Except that they had him attending training in QA instead of his core interest - database programming. He had a certificate in Java. [Nothing wrong with QA. Just that this guy was not interested in it]
In the meantime, a company which had actually offered him in campus (but then had made him wait through the recession) came back. They were recruiting again and they could have him working in Java.
The fresher faced a dilemma - he had attended work at the MNC for a month, in pretty much pointless training. He wanted to quit. He had not signed any bond. He wanted to know if he could resign; and whether there would be any problems.
I advised him to tell the HR in the MNC the truth. Tell them you were bored with testing and you had decided to leave. Let them know the situation and then leave.
He went and told them the truth.
I will tell you what happened at the end of this post. But before that let me rant about IT companies a bit.

The Lying Culture
I had posted earlier about a white guy who asked me if lying was in the Indian culture. I have seen HR and line managers in IT complaining that people are not honest. "Why don't they just tell the truth about leaving?", they say.
You know why they don't tell the truth? Because you can't handle the truth.

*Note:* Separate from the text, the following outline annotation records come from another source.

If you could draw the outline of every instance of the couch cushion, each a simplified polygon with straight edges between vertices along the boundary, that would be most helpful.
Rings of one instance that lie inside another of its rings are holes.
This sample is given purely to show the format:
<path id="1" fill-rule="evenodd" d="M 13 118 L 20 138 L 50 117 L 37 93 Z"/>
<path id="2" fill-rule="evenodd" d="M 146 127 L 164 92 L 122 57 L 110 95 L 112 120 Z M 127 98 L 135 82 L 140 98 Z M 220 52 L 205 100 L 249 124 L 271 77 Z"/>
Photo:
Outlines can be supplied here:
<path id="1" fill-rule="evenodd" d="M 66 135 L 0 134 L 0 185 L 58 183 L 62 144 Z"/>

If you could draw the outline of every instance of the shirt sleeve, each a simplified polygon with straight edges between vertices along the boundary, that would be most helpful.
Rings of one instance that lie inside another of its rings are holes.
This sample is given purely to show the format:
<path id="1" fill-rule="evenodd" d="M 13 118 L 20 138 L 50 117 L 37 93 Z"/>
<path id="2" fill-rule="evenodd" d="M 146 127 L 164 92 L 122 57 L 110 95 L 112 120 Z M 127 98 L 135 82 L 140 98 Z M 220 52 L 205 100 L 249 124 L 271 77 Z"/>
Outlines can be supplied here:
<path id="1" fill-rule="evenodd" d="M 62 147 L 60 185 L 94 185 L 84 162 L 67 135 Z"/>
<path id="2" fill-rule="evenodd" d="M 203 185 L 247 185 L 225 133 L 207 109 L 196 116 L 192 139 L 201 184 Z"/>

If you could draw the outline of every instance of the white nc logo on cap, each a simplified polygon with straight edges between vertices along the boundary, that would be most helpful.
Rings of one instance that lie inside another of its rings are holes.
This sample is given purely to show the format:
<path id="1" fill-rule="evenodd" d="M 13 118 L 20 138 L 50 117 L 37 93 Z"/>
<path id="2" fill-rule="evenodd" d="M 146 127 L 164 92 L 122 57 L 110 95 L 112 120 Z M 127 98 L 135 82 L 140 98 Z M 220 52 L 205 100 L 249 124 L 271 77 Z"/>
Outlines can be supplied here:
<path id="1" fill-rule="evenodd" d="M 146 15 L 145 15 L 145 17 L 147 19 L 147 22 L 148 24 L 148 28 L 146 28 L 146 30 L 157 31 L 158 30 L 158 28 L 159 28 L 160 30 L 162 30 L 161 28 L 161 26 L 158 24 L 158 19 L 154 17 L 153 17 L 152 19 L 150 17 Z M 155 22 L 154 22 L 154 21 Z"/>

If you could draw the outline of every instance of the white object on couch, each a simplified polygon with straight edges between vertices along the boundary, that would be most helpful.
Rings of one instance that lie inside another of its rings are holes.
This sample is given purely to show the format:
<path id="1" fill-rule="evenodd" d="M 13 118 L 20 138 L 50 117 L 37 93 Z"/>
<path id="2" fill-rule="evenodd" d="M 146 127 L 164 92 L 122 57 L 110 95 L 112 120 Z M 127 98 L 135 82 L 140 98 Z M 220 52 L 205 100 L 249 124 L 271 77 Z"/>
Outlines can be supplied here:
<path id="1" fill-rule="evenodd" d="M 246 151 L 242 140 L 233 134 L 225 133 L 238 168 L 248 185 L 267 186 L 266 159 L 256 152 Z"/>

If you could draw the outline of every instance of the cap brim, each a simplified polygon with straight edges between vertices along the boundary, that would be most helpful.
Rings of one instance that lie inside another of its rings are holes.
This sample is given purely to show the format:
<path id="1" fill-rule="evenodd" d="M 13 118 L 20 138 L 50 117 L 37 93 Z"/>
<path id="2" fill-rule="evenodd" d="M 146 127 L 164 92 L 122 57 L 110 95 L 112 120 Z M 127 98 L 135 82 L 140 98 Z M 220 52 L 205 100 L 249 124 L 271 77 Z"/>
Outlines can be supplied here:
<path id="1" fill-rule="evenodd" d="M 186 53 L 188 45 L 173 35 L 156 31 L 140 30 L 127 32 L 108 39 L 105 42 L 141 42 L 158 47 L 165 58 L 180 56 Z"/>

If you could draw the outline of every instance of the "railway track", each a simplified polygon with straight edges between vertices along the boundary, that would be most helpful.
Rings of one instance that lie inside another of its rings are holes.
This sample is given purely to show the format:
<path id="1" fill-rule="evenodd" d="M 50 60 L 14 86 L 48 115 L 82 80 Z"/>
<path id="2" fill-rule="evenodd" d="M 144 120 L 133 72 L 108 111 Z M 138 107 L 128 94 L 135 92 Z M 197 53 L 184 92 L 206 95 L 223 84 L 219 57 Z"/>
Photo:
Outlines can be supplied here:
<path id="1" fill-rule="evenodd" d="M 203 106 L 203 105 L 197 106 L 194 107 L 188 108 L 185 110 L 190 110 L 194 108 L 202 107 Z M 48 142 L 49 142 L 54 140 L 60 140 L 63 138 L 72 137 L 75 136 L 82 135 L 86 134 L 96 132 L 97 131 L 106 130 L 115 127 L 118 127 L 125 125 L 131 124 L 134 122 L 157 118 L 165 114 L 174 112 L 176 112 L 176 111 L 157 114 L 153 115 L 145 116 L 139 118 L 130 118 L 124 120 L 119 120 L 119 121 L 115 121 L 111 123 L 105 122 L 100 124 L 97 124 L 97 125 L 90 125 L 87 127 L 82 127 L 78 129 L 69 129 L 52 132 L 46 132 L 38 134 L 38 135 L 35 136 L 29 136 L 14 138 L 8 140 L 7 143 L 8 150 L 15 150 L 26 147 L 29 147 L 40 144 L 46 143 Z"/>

IT Employees lie when they say grandma is dying and they are moving back to the village and tilling the field; when they say (I am not making this up) resigning and starting an MBA school; when they say they are moving to another city and starting a company for selling churidaars.
They lie and say anything to get away from YOU.
Because they know you are power hungry. You have THE POWER - to ruin an employee's life by lying in background checks. They know how vindictive you are - that if the management asked you to go after someone you would do that. You would call up people you know at the destination company and ask them to "be warned" about this "nasty developer you have just recruited". They know you will delay the (legally mandated) relieving order. They KNOW you will exercise your power.

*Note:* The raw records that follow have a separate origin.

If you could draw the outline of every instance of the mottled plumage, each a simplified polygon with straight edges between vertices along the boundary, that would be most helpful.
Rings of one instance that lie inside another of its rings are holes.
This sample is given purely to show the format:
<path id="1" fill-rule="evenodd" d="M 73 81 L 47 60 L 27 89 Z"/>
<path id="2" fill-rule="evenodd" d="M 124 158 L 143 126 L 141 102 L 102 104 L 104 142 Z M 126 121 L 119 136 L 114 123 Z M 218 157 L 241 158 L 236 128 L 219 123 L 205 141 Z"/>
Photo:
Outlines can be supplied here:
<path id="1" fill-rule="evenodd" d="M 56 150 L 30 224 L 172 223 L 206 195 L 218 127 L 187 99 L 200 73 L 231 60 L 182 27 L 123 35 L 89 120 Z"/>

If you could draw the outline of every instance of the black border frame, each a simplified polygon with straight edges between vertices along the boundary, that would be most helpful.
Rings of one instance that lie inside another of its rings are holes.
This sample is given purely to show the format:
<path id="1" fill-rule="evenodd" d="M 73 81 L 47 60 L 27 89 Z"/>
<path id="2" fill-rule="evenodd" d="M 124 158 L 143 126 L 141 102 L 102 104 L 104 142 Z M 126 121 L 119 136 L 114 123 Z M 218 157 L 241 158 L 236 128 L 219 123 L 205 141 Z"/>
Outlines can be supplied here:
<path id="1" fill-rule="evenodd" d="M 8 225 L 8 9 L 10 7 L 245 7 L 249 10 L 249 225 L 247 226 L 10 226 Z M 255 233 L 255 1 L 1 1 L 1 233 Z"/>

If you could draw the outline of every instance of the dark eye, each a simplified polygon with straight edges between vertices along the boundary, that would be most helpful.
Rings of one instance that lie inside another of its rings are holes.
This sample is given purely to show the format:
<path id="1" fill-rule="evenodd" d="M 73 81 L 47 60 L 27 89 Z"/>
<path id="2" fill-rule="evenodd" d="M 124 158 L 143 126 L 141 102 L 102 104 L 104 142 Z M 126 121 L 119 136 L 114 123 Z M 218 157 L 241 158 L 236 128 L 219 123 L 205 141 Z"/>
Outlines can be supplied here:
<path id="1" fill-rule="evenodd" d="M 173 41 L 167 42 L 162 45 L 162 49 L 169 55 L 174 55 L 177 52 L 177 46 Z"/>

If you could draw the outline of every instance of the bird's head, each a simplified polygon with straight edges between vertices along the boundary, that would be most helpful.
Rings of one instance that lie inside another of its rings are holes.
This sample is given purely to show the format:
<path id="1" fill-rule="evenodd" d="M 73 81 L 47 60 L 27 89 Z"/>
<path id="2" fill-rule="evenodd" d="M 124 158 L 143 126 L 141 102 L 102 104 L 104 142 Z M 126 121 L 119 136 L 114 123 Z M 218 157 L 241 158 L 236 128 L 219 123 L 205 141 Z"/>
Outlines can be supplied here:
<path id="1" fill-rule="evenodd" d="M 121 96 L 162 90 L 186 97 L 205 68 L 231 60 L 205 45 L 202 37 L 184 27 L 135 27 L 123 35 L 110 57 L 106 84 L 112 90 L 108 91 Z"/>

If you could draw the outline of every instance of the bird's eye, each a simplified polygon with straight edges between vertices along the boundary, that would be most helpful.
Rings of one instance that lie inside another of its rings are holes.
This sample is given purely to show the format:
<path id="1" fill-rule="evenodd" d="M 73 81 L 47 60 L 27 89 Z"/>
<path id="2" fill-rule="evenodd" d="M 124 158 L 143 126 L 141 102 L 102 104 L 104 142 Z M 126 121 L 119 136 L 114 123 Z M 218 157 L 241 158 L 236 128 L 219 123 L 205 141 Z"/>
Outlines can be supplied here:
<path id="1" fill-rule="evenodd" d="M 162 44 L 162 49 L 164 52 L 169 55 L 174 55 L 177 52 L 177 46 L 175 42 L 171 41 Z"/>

I know all of this happens; we all know all of this happens. Yet HR and Managers have the gall to complain about lying when we leave a company. Of course, we lie. We lie so that we can leave in peace. In any culture, people do not come after you if you are bereaved about a death. So we have to say that our long-dead grandma is dead again.
If we just said, "I am leaving your company and joining the company over there", would you all shut up and bless us with the sacred relieving order?
No, you would talk to us for 15 days about staying, going onsite, giving a promotion, threatening to talk to our parents (believe me, has happened), and so on and on.
In India sane IT employees do not let you know which company they are joining next. When a bunch of people behave that way, it is fair to ask the question why? To say "It is cultural" means you are a moron. The answer is, of course, that we are worried about the nature of people with power, some power, any power.
Because people with power always choose to exercise it.

My Experience Not Lying
I resigned from a big Indian services company when I was in the USA. I had been with them for 2.5 years. I decided to stay in the USA, while they wanted me to go back offshore and work on a project.
I had completed ALL the transitions for my onsite work. The offshore team was already set up for 6 months. If I left, it was not a big loss. I was not leaving at a critical time - it was a maintenance project. I had done all I could (along with the excellent onsite lead) to operate the project smoothly.
I resigned by email and let them know I was giving two weeks notice. I told them I was joining another company.
The Account Manager onsite called me and harangued for 2 hours. He said it was unethical for me to leave at all (nice try; it was not). He insulted me to his heart's content. I said I was available for the two weeks notice period. But he said it was not necessary.
Did I deserve the call or the insults? No, but I am sure he enjoyed it.
I met one of my classmates last week and he tells me that the idea around my former company was that I had "ditched" the company. I was surprised because he had joined a few years after I left, and I am not that famous a person. But I got confirmation from a couple of other people.
So, to recap - I had resigned; given notice; and left. That is ditching. And it is so bad as to make an example out of it.
What I should REALLY have said to the Account Manager is this: "My grandma in the USA has died. In her last will she wanted me to leave your company. How can I ignore that?"
By the way, the Account Manager "ditched" a few months later.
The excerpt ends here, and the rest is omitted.